In the last couple weeks, I have been interacting with students from all over the world, admittedly most from Europe. Conversations have normally begun with “What’s your name?” quickly followed by “What country are you from?” Once I say I’m from the United States I normally hear some form of “Wow, so far! Why did you want to come here?” but the thing that gets me is at one point I heard “but you don’t look American.” (What is an American supposed to look like?)
Obviously, they didn’t mean it maliciously, but with the political climate in the U.S., I felt the need to explain myself. Since the comment I have always immediately answered "where are you from" with “I'm from the U.S. but my mom is from Puerto Rico, and my Dad is from Mexico, and I was born in the U.S.” Being Latina in the U.S. is hard enough, I’m not American enough, but I’m not Latina enough. It just threw me for a bit of a loop. My Spanish isn’t perfect, sometimes Spanish words mix into my English, sometimes I don’t know how to translate things properly and depending who I’m around, it’s just straight up Spanglish. Although I love speaking to the people from Spain, if they have any issues I just switch to Spanish with them. “You speak Spanish, but you’re American?!” and I go over my explanation if I haven’t already. There is a sense of pride to that, the ability to make a conversation bilingual. (I’m a linguistics major so I’m a bit of a dork about this.)
Through this and other things I’ve come to realize some things about the U.S. In the U.S. -from what I’ve experienced- we tend to self-segregate. The easiest way to show that is on our very own campus. For example, we have white frats, latinx frats, asian frats, and black frats. When people abroad ask about American colleges they ask is it “like the movies?” and I explain some of what goes on they find this self-segregation thing bizarre. I understand that to an extent. If you’re from Spain you’re more than likely Spanish, if from Portugal Portuguese and so on and so forth. In America that isn’t the case, we have Mexican-Americans, African-Americans, Polish-Americans and so on, their countries' histories aren’t similar to the U.S. there.
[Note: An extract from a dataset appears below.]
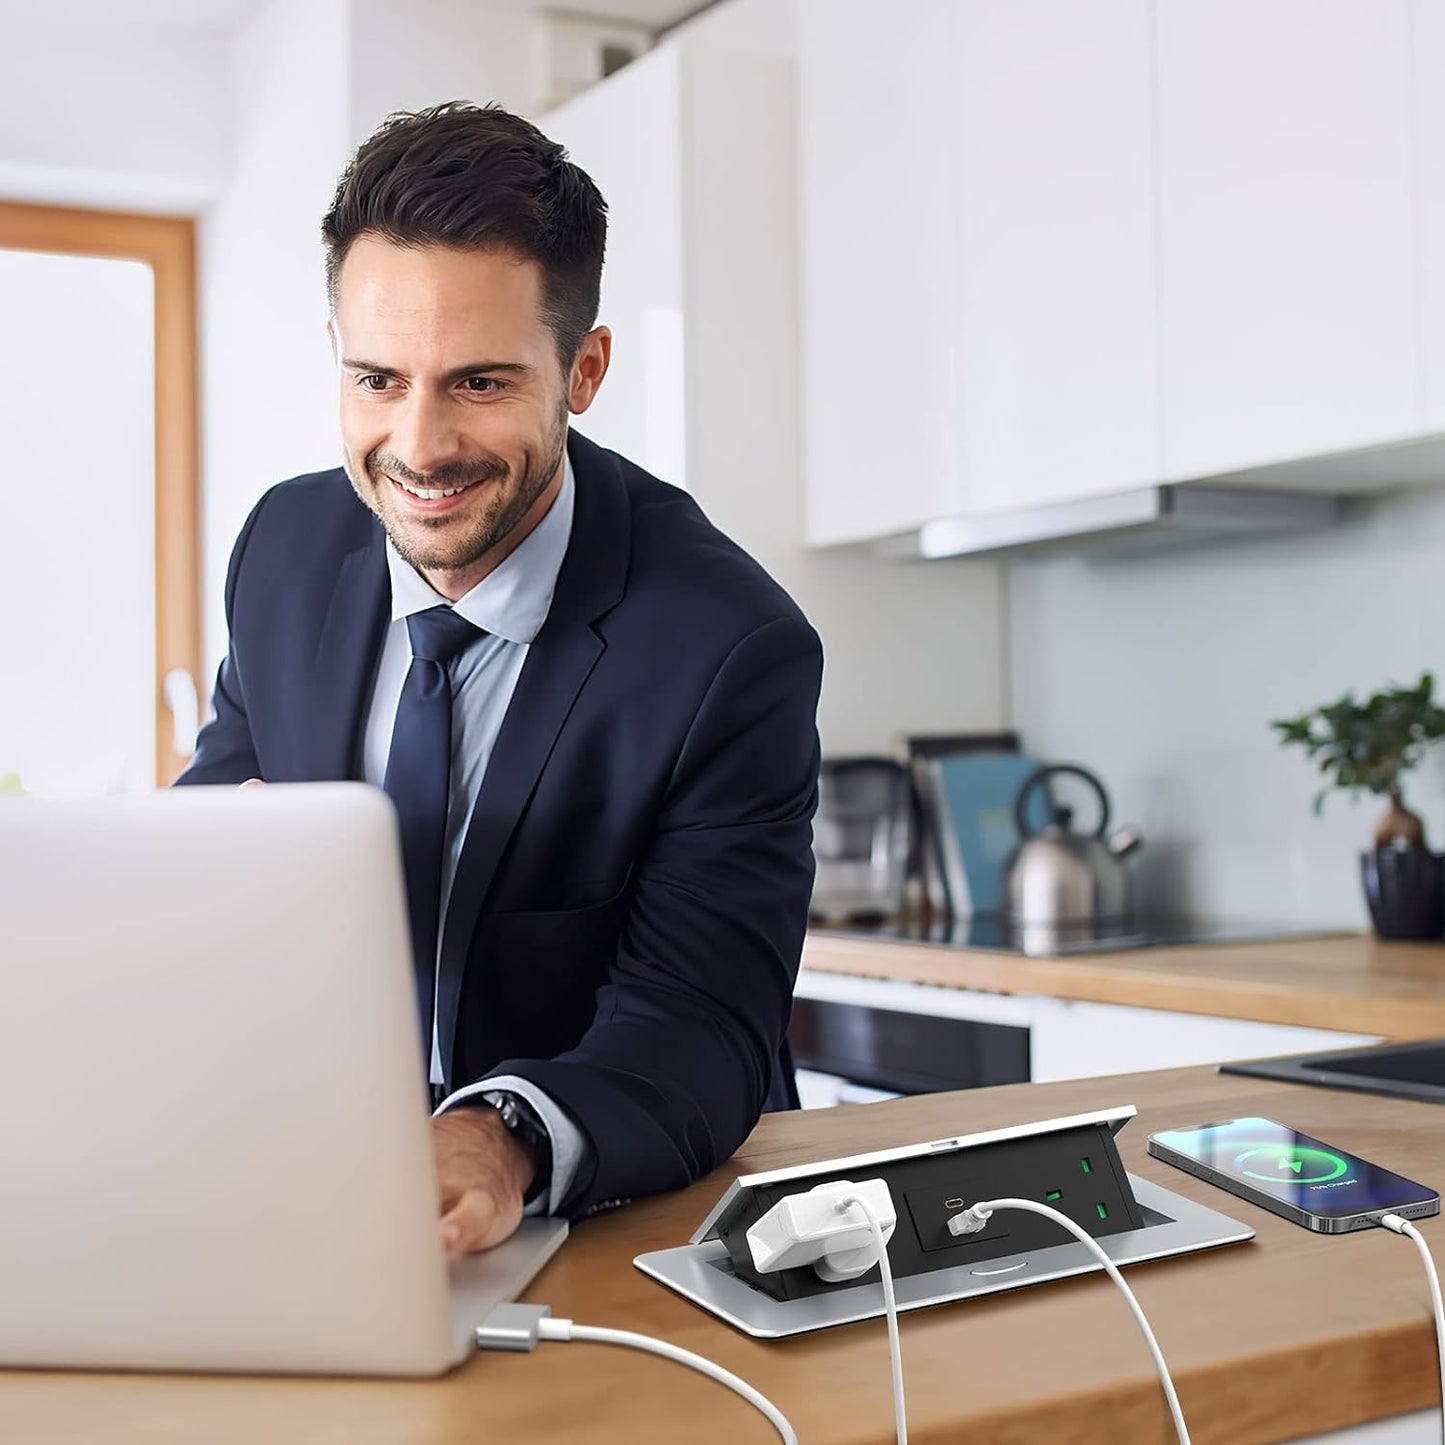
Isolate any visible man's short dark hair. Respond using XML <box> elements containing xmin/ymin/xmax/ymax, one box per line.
<box><xmin>321</xmin><ymin>101</ymin><xmax>608</xmax><ymax>370</ymax></box>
Not taking political and socio-economic factors into consideration, the way we are raised, the language we speak at home and our cultural norms. We get along with those that are similar to us, that similarity being a byproduct of our heritage. Then when you look at the political and socio-economic factors there's a whole other issue, which will be discussed further in part two.
It is just so interesting to look at Americans from the eyes of people around the world.